Richard Osman, Reni Eddo-Lodge and Charlie Mackesy are among the winners of this year's Nielsen Bestseller Awards.
At the annual ceremony, which took place virtually on Wednesday 17th March, authors received honours for significant lifetime sales, as measured by Nielsen BookScan and PubTrack Digital across both print and e-book formats.
The awards are based on UK sales volumes and were presented to those that passed sales thresholds during 2020. The thresholds were marked Silver (250,000 sales), Gold (500,000 sales), and Platinum (1,000,000 sales). Twenty-seven titles in all were awarded Silver, Gold or Platinum status. The sales have helped contribute to another robust year despite the challenges that lockdown brought to the retail sector of the UK book industry with Nielsen Book estimating the total year at 202 million print books sold to the value of £1.8bn.
All titles that achieve Platinum status are inducted into the "21st century Hall of Fame", which now includes 149 titles. In 2020, eight books passed the Platinum Award million copy sales threshold.
Although published in 2019, Charlie Mackesy’s The Boy, The Mole, The Fox and The Horse (Ebury Press) was the bestselling title of 2020 and achieved Platinum status, as did Richard Osman’s The Thursday Murder Club (Viking). Osman thanked booksellers in his acceptance speech, and said: "More than anything, a big thank you to all the people who have sold the book, all the booksellers up and down the country — it was such a tough year in 2020, and I know that's continuing at the moment. I hope in 2021 we can all sell an awful lot more books and I look forward to travelling across the country to meet many readers and booksellers."

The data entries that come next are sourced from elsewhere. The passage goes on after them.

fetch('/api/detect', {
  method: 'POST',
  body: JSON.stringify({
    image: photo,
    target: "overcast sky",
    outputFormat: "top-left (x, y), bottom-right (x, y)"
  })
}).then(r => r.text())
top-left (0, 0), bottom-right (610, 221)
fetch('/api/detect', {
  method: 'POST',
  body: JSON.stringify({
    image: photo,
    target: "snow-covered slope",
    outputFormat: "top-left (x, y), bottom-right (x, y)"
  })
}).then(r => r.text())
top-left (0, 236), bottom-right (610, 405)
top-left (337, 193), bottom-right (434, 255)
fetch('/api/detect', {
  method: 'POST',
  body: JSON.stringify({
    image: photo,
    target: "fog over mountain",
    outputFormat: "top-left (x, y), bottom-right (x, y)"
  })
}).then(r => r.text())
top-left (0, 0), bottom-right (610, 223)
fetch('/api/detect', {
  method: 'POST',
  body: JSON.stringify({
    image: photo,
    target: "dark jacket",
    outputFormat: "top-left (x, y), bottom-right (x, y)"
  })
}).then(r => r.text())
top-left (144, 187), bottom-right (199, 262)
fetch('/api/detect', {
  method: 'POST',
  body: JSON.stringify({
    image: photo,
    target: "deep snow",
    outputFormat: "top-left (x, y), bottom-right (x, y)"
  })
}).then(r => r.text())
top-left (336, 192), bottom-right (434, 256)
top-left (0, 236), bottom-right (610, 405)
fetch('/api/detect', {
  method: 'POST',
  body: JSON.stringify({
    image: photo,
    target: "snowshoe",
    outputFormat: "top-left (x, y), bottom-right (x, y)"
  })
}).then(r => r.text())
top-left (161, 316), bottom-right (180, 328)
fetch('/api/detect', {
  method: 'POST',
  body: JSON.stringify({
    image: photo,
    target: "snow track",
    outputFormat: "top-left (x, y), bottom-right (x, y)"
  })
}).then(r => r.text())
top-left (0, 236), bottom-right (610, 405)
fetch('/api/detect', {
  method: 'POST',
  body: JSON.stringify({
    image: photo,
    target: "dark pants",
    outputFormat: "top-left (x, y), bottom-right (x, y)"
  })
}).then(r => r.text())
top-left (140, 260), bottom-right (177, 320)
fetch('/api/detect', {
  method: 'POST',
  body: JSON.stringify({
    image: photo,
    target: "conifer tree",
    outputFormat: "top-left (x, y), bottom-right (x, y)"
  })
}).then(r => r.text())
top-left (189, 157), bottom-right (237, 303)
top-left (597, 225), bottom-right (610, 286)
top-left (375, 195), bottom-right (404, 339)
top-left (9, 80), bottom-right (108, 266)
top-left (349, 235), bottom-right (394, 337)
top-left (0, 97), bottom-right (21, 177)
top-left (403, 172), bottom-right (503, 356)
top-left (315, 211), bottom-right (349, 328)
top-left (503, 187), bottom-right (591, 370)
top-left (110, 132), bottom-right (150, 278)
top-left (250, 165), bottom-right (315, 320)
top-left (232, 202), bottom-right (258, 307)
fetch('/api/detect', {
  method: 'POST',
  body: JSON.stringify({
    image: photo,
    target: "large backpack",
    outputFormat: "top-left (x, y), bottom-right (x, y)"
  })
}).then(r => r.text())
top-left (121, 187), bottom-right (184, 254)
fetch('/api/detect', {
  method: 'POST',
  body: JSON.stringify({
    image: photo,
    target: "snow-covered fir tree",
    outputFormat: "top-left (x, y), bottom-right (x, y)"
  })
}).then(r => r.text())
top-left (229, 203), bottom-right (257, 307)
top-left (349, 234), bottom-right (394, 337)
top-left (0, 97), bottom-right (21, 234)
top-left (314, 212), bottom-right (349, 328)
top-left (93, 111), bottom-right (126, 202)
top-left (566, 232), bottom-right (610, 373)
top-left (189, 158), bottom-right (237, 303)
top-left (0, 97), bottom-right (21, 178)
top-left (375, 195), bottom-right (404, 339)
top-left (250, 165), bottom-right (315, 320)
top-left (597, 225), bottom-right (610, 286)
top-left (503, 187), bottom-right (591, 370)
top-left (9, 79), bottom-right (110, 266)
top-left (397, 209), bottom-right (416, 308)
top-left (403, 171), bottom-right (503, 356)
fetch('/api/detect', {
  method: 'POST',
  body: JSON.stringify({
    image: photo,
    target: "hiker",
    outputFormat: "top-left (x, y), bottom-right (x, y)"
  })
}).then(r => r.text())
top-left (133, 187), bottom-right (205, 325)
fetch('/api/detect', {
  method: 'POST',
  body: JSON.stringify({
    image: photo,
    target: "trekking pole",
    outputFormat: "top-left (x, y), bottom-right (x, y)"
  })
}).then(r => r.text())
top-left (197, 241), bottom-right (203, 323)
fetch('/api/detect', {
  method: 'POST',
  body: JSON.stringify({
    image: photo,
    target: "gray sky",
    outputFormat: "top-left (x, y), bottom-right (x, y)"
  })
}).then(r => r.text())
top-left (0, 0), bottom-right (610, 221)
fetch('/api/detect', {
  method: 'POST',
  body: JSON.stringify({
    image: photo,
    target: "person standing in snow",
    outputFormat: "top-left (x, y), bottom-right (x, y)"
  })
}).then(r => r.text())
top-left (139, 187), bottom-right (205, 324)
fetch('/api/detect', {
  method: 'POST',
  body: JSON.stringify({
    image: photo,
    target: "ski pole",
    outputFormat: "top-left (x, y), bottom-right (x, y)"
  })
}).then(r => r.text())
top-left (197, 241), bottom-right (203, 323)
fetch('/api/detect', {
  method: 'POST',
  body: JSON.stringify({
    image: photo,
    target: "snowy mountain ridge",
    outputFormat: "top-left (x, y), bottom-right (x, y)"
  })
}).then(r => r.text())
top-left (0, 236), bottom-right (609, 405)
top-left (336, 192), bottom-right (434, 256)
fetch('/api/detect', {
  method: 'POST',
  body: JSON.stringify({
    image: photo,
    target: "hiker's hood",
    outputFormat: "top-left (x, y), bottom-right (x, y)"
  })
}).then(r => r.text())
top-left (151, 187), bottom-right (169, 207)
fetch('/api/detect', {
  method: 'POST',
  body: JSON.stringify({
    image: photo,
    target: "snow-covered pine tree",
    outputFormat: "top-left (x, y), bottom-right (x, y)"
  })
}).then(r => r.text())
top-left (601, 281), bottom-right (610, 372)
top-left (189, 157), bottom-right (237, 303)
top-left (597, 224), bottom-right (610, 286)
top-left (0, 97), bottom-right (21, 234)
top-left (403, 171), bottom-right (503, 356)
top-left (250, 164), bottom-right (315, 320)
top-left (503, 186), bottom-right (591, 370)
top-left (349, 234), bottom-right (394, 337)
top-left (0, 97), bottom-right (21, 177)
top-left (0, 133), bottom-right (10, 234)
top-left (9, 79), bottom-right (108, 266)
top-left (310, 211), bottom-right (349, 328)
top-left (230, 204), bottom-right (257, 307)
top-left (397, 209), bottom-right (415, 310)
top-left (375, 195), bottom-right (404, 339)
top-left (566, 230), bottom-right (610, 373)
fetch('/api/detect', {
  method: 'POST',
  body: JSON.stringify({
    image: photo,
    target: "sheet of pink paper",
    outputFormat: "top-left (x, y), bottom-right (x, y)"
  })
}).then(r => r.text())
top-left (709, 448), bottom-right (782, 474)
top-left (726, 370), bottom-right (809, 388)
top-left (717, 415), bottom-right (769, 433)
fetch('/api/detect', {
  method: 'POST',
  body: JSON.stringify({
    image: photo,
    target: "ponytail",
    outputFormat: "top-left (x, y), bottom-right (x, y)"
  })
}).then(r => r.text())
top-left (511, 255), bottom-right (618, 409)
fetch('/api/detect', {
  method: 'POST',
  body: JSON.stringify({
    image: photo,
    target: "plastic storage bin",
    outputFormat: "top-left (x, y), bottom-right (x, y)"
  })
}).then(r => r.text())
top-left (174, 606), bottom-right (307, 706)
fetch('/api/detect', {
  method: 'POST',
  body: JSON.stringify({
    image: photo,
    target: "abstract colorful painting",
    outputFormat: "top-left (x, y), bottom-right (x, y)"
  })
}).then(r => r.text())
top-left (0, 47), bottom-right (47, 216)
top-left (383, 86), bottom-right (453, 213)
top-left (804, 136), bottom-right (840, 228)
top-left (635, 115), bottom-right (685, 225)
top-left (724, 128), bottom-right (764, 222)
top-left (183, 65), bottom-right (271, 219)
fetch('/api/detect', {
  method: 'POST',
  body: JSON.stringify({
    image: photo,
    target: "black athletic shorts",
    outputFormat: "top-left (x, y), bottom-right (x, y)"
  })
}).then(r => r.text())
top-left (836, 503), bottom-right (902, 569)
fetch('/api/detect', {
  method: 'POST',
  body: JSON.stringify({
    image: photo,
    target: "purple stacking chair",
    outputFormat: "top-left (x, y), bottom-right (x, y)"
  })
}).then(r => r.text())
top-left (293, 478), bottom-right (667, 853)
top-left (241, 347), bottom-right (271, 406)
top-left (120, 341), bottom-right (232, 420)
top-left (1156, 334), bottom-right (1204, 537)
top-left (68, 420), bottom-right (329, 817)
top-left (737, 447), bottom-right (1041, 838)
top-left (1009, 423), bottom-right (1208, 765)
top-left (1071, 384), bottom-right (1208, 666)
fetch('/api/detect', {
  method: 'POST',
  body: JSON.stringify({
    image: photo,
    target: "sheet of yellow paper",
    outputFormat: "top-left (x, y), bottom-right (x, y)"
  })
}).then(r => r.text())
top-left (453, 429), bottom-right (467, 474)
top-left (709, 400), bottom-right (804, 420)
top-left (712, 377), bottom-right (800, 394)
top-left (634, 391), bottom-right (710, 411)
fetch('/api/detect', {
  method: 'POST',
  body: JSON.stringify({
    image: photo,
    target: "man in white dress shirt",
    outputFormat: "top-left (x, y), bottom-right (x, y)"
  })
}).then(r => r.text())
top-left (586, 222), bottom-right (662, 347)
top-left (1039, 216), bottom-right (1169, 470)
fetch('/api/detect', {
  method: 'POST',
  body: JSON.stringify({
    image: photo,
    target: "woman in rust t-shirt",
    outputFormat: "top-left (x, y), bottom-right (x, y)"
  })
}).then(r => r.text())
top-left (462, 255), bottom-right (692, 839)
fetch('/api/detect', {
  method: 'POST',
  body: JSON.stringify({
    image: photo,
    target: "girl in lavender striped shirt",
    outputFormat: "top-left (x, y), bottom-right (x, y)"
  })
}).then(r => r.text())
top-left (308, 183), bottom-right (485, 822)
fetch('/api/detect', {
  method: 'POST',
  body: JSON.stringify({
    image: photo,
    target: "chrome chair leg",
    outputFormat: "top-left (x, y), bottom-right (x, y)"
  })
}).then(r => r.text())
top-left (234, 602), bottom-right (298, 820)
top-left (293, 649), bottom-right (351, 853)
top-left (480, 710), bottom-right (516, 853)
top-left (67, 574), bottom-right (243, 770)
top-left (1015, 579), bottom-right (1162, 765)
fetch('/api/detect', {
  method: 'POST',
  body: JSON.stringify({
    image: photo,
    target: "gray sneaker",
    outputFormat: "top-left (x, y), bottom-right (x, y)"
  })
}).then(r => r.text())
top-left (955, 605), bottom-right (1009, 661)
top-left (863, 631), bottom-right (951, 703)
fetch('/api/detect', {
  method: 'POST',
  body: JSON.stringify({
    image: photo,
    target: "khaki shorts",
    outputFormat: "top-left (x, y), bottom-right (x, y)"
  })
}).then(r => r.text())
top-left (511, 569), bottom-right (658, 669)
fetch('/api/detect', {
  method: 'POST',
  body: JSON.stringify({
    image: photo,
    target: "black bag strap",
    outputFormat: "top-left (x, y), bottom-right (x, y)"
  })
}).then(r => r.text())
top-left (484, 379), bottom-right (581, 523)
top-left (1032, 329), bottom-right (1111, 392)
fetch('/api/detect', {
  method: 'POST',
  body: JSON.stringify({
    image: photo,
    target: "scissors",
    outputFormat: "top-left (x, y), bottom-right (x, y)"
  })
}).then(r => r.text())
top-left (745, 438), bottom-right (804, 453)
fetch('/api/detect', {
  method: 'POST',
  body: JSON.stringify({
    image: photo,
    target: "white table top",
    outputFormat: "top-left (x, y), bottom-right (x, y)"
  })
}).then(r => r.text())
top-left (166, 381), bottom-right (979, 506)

Three children’s titles also achieved Platinum status, including George's Marvellous Medicine by Roald Dahl (Puffin), Diary of a Wimpy Kid: Cabin Fever by Jeff Kinney (Puffin) and The Boy in the Dress by David Walliams & Quentin Blake (HarperCollins Childrens Books). Sally Rooney’s Normal People (Faber) and Robert Galbraith’s The Cuckoo's Calling (Sphere) also became Platinum bestsellers, as did Pride and Prejudice by Jane Austen, originally published in 1813.
Reflecting on the success of Pride and Prejudice, Penguin Classics editorial director Jessica Harrison said: “Penguin Books first published Pride and Prejudice back in 1938, in a cheap paperback edition with woodcut illustrations. Since then Austen’s best-loved novel has been an evergreen bestseller for us, published in countless different editions over the years. During lockdown last year we saw readers turn to the most iconic and enduring classics on our list, we saw sales of our main edition of Pride and Prejudice rise by 22%. It’s heartening to think that in difficult times, readers turn to classic books such as Pride and Prejudice for solace and pleasure more than ever.”
Matt Haig received a Gold award for Reasons to Stay Alive and three of his other titles achieving sales of over 250,000, including How to Stop Time, The Humans and The Midnight Library, the paperback edition of which is currently a UK bestseller. All are published by Canongate.
Chef Tom Kerridge achieved two awards: Lose Weight for Good (Gold) and Proper Pub Food (Silver), both published by Bloomsbury's Absolute.
Gold Awards were also presented to Eddo-Lodge for Why I’m No Longer Talking to White People About Race (Bloomsbury), Beth O'Leary for The Flatshare (Quercus), Lisa Jewell for The Family Upstairs (Arrow), Harriet Tyce for Blood Orange (Wildfire), Kathryn Hughes for The Letter (Headline Review) and Christy Lefteri for The Beekeeper of Aleppo (Manilla). Silver Awards were presented to: Lucy Foley for The Guest List (HarperFiction), Bridget Collins for The Binding (Borough Press), Matthew Syed for You Are Awesome (Wren and Rook), Heidi Perks for Now You See Her (Century) and Erin Kinsley for Found (Headline). David Baddiel has also crossed the threshold for four of his children’s books, The Person Controller, Head Kid, Birthday Boy and The Parent Agency (HarperCollins Childrens Books).
Andre Breedt, m.d. of Nielsen Book said: “We are delighted to be celebrating the fifth Nielsen Bestseller Awards, albeit virtually on social media. It feels more important than ever to recognise and celebrate the incredible role books have played in our lives this last year. Whether it was reading for escapism or keeping us calm, helping to homeschool our children or the source of the best binge-worthy TV series; books were and continue to be at the centre of our lives. Indeed without books, knowledge would not have transferred across the ages from diaries of former pandemics to medical journals contributing to new vaccines. Never have books been more needed, or appreciated.”